O equilíbrio, a perseverança e a confiança com que Davi enfrentava as situações difíceis demonstram o quanto ele esperava e confiava em DEUS. 

Assim como DEUS cuidou de Davi, Ele cuida de cada um de nós. 


III. UM JOVEM FAZENDO PARTE DO PLANO DE DEUS 


Desde o Éden, por ocasião da queda do homem, DEUS revelou seu plano de redenção, o qual estava preparado antes da fundação do mundo (Ef 1.24) e colocou-o em prática, através dos tempos, chamando homens, separando uma nação, conquistando vitórias para o seu povo, até que tudo se cumprisse em seu Filho JESUS. 

Neste contexto vamos encontrar o jovem e simples pastorzinho decidido a mesmo sem saber o que DEUS pretendia fazer dele, ocupar-se em obedecer e seguir às ordens divinas. 
Da mesma forma, como antigamente DEUS usava jovens, como foi o caso de Davi; e crianças, como o caso de Samuel e da menina judia em casa de Naamã; e homens e mulheres avançados em idade, como o caso de Abraão e Sara, o Senhor continua usando aqueles que se dispõem a fazer a Sua vontade e a submeter-se ao seu querer. DEUS quer encontrar homens de coração puro e reto e de abnegada dedicação ao trabalho. 


Depois de todas as provas e estando já madurecido para ocupar a posição de rei, Davi foi chamado a ocupar o trono. 

O reinado de Israel estendeu grandemente suas fronteiras pelas conquistas obtidas e tornou-se uma nação verdadeiramente grande e respeitada por todas as nações vizinhas. 
 

1. Uma descendência abençoada. DEUS prometeu que abençoaria a descendência de Davi e cumpriu Sua promessa. 

Depois de Davi, veio a reinar seu filho Salomão, que foi o monarca mais sábio, mais poderoso e mais rico de Israel. Foi uma época abençoada, quando o povo passou por um período de paz e tranquilidade, sem guerras, e por esse motivo o grande e majestoso templo de Jerusalém pôde ser construído (1 Rs 6.11-13). 

A nação de Israel subsistiu a muitos ataques e até mesmo escravidão e exílio. DEUS preparou todas as coisas e tornou tudo aos seus lugares até que se cumprissem as profecias acerca da Casa de Davi (Jr 23.5; Mq 5.2,3). 


2. O ungido de DEUS. DEUS ungiu a Davi, isto é, separou-o para um trabalho especial, dotou-o das qualidades necessárias e encheu-o do ESPÍRITO SANTO e de poder para que ele tivesse condições de conquistar vitórias sem precedentes para o povo de Israel.
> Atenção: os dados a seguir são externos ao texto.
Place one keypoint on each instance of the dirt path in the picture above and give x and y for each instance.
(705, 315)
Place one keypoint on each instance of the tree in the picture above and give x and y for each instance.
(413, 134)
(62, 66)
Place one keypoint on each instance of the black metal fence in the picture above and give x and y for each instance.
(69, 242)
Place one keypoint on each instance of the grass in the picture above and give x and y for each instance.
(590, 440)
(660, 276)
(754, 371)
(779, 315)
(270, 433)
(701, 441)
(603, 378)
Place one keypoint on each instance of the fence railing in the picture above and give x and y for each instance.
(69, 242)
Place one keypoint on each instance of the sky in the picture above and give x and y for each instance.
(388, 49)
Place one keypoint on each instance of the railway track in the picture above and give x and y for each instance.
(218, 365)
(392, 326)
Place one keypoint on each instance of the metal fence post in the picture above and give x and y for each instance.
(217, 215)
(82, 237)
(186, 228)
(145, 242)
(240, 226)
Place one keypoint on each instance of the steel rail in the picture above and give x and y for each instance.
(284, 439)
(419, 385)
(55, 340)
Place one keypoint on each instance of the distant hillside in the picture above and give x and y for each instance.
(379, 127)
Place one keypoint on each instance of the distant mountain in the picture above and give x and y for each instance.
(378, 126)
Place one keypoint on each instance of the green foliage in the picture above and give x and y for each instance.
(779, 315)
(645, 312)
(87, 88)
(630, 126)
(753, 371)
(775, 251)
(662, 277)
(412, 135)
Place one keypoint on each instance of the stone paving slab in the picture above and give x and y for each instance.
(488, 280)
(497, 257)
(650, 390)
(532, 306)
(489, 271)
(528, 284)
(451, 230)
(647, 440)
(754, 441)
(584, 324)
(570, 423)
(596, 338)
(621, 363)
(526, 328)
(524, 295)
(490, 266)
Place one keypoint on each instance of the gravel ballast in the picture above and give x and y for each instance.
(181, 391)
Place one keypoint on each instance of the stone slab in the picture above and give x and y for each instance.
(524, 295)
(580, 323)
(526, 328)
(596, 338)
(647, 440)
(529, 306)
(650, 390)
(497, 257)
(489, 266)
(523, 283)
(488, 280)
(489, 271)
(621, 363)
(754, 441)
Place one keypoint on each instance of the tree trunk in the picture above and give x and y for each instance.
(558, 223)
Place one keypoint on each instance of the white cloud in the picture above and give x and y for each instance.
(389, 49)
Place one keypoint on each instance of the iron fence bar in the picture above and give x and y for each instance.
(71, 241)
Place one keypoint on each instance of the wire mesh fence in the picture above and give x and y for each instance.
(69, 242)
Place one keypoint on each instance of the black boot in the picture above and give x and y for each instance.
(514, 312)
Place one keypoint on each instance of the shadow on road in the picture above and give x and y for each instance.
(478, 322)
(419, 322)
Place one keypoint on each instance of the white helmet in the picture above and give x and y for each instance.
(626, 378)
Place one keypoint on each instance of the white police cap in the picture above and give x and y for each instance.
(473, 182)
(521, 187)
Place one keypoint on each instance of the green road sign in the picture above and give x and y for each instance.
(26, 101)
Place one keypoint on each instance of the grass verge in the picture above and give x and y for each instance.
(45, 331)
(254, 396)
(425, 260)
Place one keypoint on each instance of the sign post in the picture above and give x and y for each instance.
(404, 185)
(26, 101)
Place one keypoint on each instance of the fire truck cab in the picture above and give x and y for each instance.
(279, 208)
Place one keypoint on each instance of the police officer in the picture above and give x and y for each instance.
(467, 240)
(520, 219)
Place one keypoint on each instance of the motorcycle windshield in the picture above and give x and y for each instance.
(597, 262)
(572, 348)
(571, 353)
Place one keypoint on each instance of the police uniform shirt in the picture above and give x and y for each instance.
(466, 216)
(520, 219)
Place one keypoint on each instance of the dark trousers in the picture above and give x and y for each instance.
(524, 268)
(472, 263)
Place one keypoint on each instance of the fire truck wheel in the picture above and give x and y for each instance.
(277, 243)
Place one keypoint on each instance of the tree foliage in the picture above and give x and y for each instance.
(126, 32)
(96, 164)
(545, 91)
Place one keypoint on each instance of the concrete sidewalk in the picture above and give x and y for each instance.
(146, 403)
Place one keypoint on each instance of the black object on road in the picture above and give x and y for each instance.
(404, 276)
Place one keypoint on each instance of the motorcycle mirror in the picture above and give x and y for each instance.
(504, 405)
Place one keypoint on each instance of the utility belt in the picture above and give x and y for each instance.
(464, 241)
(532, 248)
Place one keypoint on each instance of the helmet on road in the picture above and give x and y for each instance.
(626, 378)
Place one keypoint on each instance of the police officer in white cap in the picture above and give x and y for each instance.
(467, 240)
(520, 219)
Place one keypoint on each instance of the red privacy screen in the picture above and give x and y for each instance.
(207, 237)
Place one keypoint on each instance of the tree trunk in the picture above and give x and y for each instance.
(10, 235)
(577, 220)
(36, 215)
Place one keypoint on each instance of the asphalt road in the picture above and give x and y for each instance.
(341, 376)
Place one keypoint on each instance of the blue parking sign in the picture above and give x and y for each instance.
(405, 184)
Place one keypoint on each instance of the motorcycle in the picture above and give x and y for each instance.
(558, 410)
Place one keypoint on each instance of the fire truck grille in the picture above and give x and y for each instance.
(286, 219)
Davi foi um rei segundo o coração de DEUS (1 Sm 13.14), o que nos faz entender que Davi não fazia a sua própria vontade, mas a do Senhor. 

Tudo isso foi deveras muito importante. Porém, precisamos compreender que era apenas a preparação para o maior acontecimento de todos os tempos na história. 
Um descendente de Davi, nasceria em Belém, cidade de Davi, e seria o Messias prometido, o Salvador do mundo, e este foi JESUS CRISTO, o Ungido de DEUS (ls 61.1,2; At 10.38). 

 

SINOPSE DO TÓPICO (1)

A vocação ou o chamado de Davi, por parte de DEUS, externou-se a partir da rejeição de Saul pelo Senhor.

SINOPSE DO TÓPICO (2)

Um dos princípios da vocação divina é a soberania de DEUS. Todavia, isso não significa que o Eterno não leve em conta a responsabilidade humana na realização de seus propósitos.

SINOPSE DO TÓPICO (3)

A vocação de Davi abrangia não somente a nação judaica, mas também a humanidade inteira, uma vez que DEUS escolheu Israel dentre os demais povos, a fim de que por meio dele realizasse o seu maravilhoso plano de salvação.